According to NSDL data, FPIs were net sellers in Indian equities for four of the five trading sessions this week ended May 8, 2026. Monday, May 4, saw net equity outflows of ₹8,035.69 crore through stock exchanges. Tuesday offered a brief respite, with FPIs turning net buyers to the tune of ₹2,969.02 crore — the only session this week where they were on the buying side. Selling resumed on Wednesday with outflows of ₹3,399.03 crore, followed by the steepest single-day selling of the week on Thursday at ₹5,697.61 crore.
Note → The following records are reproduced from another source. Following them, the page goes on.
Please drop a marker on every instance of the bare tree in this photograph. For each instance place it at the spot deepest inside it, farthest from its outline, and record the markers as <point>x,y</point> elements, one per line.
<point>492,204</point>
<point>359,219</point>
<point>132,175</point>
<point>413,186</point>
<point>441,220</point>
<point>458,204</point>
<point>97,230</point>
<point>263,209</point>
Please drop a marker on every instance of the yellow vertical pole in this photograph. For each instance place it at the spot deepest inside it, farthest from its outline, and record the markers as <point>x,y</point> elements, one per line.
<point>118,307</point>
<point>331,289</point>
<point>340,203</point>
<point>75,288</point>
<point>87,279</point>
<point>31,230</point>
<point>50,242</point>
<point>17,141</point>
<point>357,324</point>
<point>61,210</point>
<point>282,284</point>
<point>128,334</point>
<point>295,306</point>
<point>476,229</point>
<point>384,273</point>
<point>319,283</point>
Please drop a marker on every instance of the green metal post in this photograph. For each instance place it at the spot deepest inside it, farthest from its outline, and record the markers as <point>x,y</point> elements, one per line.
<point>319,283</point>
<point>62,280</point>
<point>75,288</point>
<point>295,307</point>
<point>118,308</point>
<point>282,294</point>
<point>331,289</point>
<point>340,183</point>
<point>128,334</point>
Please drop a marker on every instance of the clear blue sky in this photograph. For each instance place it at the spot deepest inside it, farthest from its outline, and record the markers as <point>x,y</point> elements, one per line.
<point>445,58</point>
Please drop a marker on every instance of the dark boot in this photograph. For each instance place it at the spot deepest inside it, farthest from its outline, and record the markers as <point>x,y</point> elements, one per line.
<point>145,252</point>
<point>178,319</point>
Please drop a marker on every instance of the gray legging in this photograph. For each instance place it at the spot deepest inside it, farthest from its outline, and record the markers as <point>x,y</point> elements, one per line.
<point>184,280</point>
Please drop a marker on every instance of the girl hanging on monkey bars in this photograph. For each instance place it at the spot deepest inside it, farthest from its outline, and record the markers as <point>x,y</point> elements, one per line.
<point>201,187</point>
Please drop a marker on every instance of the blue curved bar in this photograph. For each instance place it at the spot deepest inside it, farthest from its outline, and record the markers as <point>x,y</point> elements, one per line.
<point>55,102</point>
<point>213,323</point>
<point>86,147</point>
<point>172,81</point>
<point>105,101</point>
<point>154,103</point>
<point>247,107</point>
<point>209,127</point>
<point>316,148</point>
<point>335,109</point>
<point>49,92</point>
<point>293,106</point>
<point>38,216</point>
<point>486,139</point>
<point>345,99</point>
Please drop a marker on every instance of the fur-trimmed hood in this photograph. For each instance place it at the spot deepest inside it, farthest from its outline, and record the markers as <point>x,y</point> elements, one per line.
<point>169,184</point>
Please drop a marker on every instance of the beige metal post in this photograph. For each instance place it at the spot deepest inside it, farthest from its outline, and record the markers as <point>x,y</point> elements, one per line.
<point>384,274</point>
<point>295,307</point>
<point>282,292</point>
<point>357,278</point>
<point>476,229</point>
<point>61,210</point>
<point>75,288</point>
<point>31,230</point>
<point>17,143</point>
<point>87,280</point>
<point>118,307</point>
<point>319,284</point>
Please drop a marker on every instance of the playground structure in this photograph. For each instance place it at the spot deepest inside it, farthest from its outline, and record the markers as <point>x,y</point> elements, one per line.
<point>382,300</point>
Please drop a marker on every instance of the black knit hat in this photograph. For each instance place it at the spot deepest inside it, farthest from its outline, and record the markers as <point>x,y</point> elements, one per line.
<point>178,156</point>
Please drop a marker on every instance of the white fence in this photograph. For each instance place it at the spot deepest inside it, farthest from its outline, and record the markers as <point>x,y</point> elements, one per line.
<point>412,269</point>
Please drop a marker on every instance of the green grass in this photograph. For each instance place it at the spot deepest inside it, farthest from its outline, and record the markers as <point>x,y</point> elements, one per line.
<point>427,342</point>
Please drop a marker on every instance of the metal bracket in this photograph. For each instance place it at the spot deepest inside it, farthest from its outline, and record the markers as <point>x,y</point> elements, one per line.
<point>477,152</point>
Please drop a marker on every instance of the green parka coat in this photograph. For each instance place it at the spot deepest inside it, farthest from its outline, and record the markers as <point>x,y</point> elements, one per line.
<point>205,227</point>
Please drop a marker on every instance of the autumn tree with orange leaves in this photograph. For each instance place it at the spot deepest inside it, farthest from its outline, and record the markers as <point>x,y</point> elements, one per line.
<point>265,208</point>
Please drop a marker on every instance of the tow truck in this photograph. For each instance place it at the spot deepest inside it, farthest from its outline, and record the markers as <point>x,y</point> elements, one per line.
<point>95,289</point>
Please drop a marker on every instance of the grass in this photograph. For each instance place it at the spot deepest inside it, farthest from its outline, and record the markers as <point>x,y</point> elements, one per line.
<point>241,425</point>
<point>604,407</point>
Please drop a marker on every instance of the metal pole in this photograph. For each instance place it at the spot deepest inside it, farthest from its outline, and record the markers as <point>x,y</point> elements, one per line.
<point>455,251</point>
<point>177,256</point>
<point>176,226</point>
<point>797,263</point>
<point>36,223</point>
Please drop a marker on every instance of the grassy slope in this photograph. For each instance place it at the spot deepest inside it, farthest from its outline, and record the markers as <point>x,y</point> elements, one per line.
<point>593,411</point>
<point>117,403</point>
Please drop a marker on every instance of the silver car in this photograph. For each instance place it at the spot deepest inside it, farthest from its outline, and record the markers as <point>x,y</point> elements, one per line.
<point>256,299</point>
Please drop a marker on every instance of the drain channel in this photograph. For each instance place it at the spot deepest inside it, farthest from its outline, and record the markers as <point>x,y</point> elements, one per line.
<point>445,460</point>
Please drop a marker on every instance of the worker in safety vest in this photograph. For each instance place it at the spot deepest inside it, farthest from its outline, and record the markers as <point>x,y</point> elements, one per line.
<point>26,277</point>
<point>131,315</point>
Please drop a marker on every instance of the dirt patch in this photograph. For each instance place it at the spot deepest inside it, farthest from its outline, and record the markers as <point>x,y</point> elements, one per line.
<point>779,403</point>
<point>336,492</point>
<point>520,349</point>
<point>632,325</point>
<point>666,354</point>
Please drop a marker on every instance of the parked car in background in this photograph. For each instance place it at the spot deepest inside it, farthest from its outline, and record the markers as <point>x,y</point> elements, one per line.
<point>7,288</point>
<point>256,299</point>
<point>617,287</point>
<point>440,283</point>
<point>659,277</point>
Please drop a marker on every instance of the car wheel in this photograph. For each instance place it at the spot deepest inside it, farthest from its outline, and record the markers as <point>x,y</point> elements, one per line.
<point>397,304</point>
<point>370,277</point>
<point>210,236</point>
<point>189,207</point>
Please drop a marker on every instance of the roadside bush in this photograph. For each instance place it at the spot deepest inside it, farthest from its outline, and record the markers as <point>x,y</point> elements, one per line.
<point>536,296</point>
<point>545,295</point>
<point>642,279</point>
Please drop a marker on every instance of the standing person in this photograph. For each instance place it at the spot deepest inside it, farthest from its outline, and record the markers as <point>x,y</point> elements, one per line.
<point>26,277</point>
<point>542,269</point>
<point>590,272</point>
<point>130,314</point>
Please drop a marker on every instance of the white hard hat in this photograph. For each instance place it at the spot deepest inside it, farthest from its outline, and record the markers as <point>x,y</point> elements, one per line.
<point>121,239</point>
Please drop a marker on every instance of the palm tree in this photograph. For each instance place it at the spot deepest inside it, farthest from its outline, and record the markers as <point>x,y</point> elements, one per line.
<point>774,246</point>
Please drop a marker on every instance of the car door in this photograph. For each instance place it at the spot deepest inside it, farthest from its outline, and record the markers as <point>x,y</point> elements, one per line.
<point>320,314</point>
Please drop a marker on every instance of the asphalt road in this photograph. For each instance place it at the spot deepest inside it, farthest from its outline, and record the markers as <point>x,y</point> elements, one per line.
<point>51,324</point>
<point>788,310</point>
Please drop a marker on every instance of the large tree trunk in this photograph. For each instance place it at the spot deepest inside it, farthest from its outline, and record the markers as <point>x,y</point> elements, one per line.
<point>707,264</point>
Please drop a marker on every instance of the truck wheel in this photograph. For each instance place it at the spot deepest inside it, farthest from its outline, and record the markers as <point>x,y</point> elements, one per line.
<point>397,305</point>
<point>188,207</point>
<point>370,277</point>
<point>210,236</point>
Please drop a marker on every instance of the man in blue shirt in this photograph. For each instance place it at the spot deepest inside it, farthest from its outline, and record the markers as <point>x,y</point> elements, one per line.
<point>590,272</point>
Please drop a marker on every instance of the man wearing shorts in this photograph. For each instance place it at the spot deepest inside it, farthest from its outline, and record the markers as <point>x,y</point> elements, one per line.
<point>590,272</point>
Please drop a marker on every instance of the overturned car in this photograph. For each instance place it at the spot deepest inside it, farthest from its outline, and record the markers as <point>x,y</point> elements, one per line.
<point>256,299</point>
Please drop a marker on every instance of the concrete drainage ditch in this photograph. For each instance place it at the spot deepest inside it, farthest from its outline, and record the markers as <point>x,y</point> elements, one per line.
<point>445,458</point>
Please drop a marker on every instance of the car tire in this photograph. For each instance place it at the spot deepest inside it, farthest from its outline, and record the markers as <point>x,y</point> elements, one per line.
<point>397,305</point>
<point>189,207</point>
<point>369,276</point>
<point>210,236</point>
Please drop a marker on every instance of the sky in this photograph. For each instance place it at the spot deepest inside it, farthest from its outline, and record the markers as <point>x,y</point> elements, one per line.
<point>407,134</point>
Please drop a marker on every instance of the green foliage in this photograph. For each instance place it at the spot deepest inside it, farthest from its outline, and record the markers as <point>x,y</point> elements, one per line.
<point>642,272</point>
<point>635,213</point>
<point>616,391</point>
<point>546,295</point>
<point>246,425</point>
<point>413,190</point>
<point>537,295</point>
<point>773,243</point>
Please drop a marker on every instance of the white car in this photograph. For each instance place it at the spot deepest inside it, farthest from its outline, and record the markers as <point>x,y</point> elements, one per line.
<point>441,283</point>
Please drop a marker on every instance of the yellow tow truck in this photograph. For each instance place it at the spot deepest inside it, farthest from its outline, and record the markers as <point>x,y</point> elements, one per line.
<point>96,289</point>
By Friday, May 8, the pace had nearly halted, with net equity outflows through exchanges narrowing sharply to just ₹69.31 crore, as gross purchases of ₹18,514.38 crore nearly matched gross sales of ₹18,583.69 crore.
On an aggregate basis — combining stock exchange and primary market routes — FPI equity outflows for the week stood at ₹14,207.20 crore.
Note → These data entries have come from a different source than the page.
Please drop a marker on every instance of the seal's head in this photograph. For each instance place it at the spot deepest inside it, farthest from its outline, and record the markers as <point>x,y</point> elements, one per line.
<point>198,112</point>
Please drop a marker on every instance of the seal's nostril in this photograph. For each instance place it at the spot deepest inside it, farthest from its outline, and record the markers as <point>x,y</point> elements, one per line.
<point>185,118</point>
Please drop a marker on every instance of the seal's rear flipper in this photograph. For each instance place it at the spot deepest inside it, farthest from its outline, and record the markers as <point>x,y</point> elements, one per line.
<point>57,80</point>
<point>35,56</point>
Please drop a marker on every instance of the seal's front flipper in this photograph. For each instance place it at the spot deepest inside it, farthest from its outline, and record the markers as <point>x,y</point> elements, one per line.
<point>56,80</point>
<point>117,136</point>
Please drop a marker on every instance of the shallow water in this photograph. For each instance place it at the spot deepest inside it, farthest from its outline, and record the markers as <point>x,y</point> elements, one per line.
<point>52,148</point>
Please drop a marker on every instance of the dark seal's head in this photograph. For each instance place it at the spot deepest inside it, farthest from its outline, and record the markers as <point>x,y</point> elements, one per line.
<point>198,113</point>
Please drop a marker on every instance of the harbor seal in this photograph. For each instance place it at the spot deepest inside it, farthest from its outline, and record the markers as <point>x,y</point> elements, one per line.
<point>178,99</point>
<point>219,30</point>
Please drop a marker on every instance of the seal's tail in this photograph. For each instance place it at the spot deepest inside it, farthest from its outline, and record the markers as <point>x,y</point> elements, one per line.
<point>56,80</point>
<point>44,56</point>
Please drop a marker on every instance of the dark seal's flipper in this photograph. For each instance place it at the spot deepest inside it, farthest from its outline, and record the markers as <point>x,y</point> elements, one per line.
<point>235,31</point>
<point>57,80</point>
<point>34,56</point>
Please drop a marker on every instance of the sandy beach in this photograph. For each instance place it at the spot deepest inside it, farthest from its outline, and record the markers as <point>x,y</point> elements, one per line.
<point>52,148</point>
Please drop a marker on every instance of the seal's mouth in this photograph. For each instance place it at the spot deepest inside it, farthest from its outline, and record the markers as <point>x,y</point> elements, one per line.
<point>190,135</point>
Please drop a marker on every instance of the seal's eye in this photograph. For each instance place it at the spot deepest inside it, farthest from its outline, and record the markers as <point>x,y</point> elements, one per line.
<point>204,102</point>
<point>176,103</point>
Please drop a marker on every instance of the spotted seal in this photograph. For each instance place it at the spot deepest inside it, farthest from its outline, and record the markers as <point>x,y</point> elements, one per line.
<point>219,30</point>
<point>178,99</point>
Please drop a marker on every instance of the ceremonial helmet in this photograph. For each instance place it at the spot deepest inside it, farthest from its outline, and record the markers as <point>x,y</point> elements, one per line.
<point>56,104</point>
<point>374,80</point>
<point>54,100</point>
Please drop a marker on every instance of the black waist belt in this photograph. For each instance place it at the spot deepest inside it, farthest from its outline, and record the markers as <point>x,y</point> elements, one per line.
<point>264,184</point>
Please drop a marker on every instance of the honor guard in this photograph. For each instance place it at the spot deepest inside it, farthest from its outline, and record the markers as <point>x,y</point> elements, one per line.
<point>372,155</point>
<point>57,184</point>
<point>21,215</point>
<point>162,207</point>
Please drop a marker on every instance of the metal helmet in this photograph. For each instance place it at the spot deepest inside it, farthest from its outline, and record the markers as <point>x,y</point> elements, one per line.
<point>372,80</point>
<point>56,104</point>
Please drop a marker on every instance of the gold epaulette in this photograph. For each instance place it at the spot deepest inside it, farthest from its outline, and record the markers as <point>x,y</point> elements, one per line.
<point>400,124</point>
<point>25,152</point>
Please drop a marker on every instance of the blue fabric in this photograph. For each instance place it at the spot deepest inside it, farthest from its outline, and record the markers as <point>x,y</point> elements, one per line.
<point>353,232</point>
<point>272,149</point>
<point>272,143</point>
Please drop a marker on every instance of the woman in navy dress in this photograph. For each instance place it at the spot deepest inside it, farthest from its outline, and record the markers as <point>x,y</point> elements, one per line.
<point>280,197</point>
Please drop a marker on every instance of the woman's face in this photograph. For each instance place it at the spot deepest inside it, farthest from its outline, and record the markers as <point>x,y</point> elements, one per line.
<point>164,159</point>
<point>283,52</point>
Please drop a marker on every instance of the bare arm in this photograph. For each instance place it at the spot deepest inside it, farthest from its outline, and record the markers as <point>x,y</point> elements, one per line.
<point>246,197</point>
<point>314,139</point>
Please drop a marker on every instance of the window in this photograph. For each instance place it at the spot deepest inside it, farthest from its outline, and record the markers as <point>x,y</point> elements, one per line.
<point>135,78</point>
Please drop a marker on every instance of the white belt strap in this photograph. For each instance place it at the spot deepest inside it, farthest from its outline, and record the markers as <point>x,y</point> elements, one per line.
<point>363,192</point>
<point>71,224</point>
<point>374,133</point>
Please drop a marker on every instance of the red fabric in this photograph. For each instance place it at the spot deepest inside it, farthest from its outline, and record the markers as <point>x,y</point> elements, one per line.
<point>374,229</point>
FPI holdings drop, DIIs rise
The weekly numbers are part of a larger, more consequential story. According to JM Financials’ monthly tracker for April 2026, FPI ownership of Indian equities now stands at 14.7 per cent — its lowest since June 2012 — down from 19.9 per cent a decade ago. Meanwhile, Domestic Institutional Investors have risen to hold 18.9 per cent of Indian equities, surpassing FPI holdings for the first time since December 2024 and continuing to widen that gap.
Dr V K Vijayakumar, Chief Investment Strategist at Geojit Investments Limited, put the year-to-date picture in perspective. “This takes the total FPI sell figure through exchanges in 2026, so far, to ₹2,18,540 crore,” he said, while noting that primary market investment by FPIs has held up, with “total investment of ₹12,340 crore, so far, this year.”
N ArunaGiri, CEO of TrustLine Holdings, flagged that India is losing out on emerging market allocations to peers. “At a time when Korea received nearly $4 billion and Taiwan around $5.5 billion in flows, India is still not getting its due share of emerging market allocations. This clearly indicates that FIIs currently do not find India as attractive from an allocation perspective,” he said. The consequence, he noted, has been visible in market structure: “Large caps have relatively underperformed, while strong domestic flows have continued to support the SMID segment.”
Structural diversions
The reason India is being passed over is partly structural. Vijayakumar pointed to the global technology rally as a key factor diverting flows. “The impressive earnings growth expected in markets like South Korea and Taiwan this year, thanks to the AI boom, is attracting FPI flows into these markets in a big way,” he said, adding that “currency depreciation and concerns surrounding earnings growth in India have been important factors driving FPI flows out of India this year.”
Not all FPI activity this week was selling. Vijayakumar noted that even amid the broader exodus, “FPIs have been investing in certain sectors like power, construction and capital goods,” and have shown “preference for mid and selectively for small cap stocks which have high growth potential and are delivering good results.”
ArunaGiri cautioned that a meaningful market recovery in large caps would need a change in foreign investor behaviour. “As long as FIIs do not meaningfully increase India allocations, the market is likely to remain highly stock-specific, driven by earnings visibility and bottom-up opportunities rather than momentum rally led by large caps,” he said.